Today, my father sent me this article:
Oct 29, 2008 04:30 AM
A first-generation Somali Canadian immigrant, Toronto law student Ayan Hersi didn’t know whom to turn to for advice and help pursuing her career.
But an innovative program, announced yesterday, is expected to give the 27-year-old woman and youth from her 250,000-strong community – one of Greater Toronto’s and Canada’s most impoverished – a needed lift by matching them with mentors from the more established Jewish community.
“Our generation is still young and the future is in our hands. Unlike others, we can’t call so and so and ask for help,” said Hersi, who has an undergraduate degree in equity studies, political science and African studies, and is pursuing a law degree at University of Toronto.

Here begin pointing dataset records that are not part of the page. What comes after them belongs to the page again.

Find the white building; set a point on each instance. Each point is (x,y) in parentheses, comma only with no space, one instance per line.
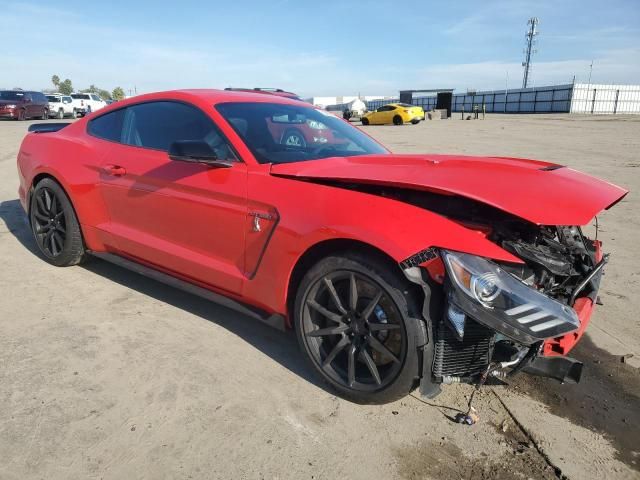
(602,98)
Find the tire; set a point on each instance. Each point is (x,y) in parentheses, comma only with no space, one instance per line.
(293,138)
(55,226)
(359,336)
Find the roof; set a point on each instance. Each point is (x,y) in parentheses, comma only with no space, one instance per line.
(203,98)
(213,96)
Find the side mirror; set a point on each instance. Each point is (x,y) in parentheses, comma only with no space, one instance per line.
(196,151)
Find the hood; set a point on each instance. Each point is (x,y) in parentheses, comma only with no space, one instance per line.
(540,192)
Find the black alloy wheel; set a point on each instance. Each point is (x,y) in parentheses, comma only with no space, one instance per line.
(55,226)
(352,321)
(49,222)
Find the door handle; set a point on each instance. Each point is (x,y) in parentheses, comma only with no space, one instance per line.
(115,170)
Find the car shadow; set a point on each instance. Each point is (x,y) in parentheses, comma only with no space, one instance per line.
(280,346)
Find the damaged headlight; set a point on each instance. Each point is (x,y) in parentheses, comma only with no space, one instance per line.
(495,298)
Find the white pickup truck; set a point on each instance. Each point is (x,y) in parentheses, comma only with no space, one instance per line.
(87,102)
(61,106)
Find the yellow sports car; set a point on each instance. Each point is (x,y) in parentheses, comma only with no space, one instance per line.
(396,113)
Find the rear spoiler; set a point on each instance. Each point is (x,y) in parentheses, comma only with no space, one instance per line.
(47,127)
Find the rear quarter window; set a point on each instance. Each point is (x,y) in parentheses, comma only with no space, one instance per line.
(108,126)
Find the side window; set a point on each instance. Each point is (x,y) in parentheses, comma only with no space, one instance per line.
(107,127)
(157,125)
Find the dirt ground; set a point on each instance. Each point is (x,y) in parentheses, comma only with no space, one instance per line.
(106,374)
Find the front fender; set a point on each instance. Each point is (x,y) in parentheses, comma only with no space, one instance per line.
(311,213)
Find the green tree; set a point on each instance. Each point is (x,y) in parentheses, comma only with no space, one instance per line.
(117,94)
(66,88)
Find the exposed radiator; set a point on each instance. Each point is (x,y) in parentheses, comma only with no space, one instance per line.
(470,356)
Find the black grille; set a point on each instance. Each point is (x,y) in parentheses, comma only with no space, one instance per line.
(470,356)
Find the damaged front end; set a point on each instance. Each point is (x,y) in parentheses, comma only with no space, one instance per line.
(499,318)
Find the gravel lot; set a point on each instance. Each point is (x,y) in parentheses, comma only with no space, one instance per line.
(106,374)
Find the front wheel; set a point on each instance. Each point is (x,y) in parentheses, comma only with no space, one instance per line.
(354,322)
(55,226)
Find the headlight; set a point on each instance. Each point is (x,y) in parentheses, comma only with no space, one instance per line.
(495,298)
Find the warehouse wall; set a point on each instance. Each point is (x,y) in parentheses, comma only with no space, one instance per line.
(605,99)
(578,98)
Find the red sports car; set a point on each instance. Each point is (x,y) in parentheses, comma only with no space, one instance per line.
(394,270)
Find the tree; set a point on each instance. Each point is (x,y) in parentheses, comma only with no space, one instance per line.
(66,88)
(117,94)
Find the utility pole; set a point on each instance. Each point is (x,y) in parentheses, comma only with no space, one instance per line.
(530,36)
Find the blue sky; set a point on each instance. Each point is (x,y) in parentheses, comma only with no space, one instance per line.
(315,47)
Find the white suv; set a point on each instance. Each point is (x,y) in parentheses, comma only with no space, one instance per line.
(61,106)
(87,102)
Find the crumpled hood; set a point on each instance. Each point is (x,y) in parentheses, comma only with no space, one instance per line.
(540,192)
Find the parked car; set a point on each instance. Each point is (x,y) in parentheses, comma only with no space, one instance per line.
(85,103)
(394,113)
(61,106)
(393,270)
(22,105)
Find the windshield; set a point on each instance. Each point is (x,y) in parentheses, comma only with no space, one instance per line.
(10,95)
(278,133)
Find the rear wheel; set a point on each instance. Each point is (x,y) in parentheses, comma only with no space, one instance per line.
(353,320)
(55,226)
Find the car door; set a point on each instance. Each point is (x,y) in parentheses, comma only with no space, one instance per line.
(382,115)
(182,217)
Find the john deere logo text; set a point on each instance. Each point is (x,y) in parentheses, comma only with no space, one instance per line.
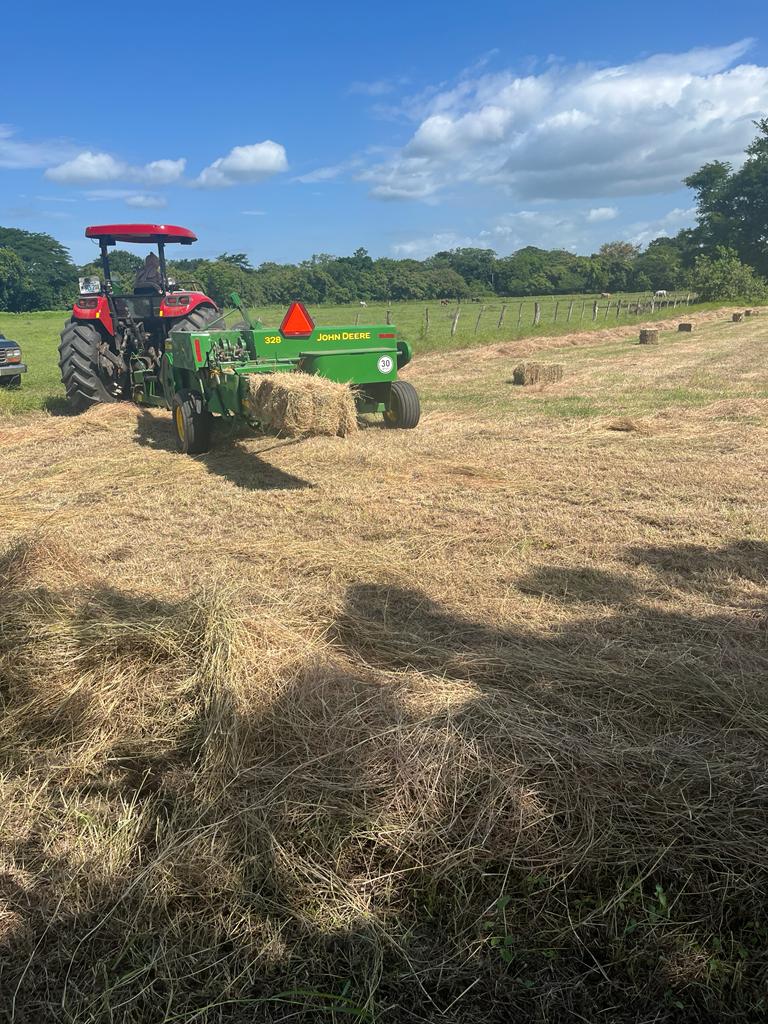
(345,336)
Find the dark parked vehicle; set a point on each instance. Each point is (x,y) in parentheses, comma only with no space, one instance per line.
(11,367)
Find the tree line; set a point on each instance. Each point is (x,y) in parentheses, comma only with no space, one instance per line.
(725,256)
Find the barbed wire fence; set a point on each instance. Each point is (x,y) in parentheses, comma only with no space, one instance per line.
(535,312)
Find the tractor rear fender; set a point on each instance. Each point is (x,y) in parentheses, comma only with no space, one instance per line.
(97,308)
(172,307)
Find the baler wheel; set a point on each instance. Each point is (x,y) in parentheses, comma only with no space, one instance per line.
(192,422)
(404,409)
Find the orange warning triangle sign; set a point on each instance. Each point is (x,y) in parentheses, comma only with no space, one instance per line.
(297,323)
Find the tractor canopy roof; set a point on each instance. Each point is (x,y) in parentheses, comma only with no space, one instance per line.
(111,233)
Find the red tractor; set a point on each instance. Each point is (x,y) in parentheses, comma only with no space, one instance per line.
(111,336)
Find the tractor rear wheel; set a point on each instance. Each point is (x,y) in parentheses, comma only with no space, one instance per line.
(193,423)
(404,410)
(85,375)
(198,320)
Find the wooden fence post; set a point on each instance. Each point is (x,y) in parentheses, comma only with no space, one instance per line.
(456,321)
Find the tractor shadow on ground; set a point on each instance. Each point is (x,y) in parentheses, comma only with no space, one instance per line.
(228,458)
(245,805)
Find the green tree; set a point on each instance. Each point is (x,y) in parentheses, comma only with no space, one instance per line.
(50,274)
(659,266)
(733,205)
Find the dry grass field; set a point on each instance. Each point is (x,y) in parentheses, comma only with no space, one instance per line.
(464,724)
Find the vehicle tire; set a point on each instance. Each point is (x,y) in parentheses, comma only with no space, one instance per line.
(84,374)
(404,409)
(192,422)
(198,320)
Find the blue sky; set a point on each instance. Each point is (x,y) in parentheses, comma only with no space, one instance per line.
(283,130)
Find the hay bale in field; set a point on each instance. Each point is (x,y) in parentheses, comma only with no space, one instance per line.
(537,373)
(298,404)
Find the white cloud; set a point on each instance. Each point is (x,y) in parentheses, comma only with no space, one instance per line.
(382,87)
(144,201)
(89,168)
(600,213)
(642,232)
(579,131)
(245,164)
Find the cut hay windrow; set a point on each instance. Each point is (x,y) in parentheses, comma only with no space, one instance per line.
(299,404)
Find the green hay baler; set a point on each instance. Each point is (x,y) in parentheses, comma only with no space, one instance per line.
(203,373)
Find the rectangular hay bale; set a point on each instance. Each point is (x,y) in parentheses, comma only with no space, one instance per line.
(537,373)
(297,404)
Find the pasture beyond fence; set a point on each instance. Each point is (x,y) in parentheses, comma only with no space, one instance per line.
(534,312)
(437,324)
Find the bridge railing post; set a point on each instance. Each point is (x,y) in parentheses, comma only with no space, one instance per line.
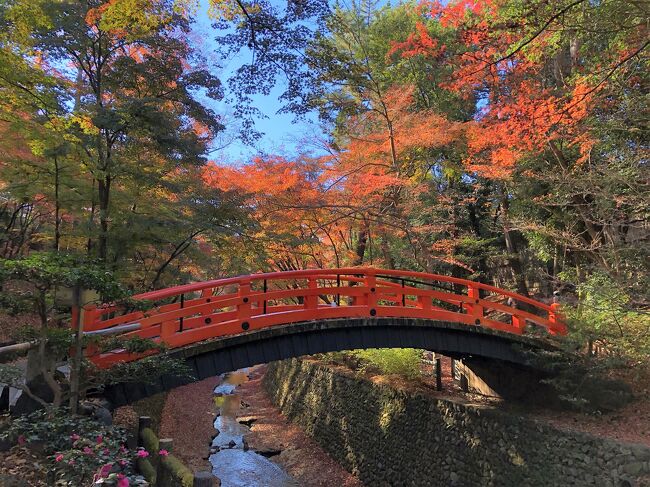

“We always have to go outside the community for help,” she added. “I am the first in my family to have graduated from a university, and studying law.”
The unusual partnership between the Canadian Somali Congress, the United Jewish Appeal of Greater Toronto and the Canadian Jewish Congress is the brainchild of the Canadian International Peace Project, a non-partisan charitable organization that helps bring together diverse groups to work on peace, security and development projects.
Hersi is paired with James Morton, past president of the Ontario Bar Association, whose Jewish immigrant family arrived in Canada in the 1960s from Europe via the U.S.
Mark Persaud, peace project founder, said the Somali community has identified the lack of mentorship opportunity as a huge disadvantage for its young people. He hopes the program can be a model for future initiatives.
Wonderful! I hope it’s reaching beyond the legal sector as well.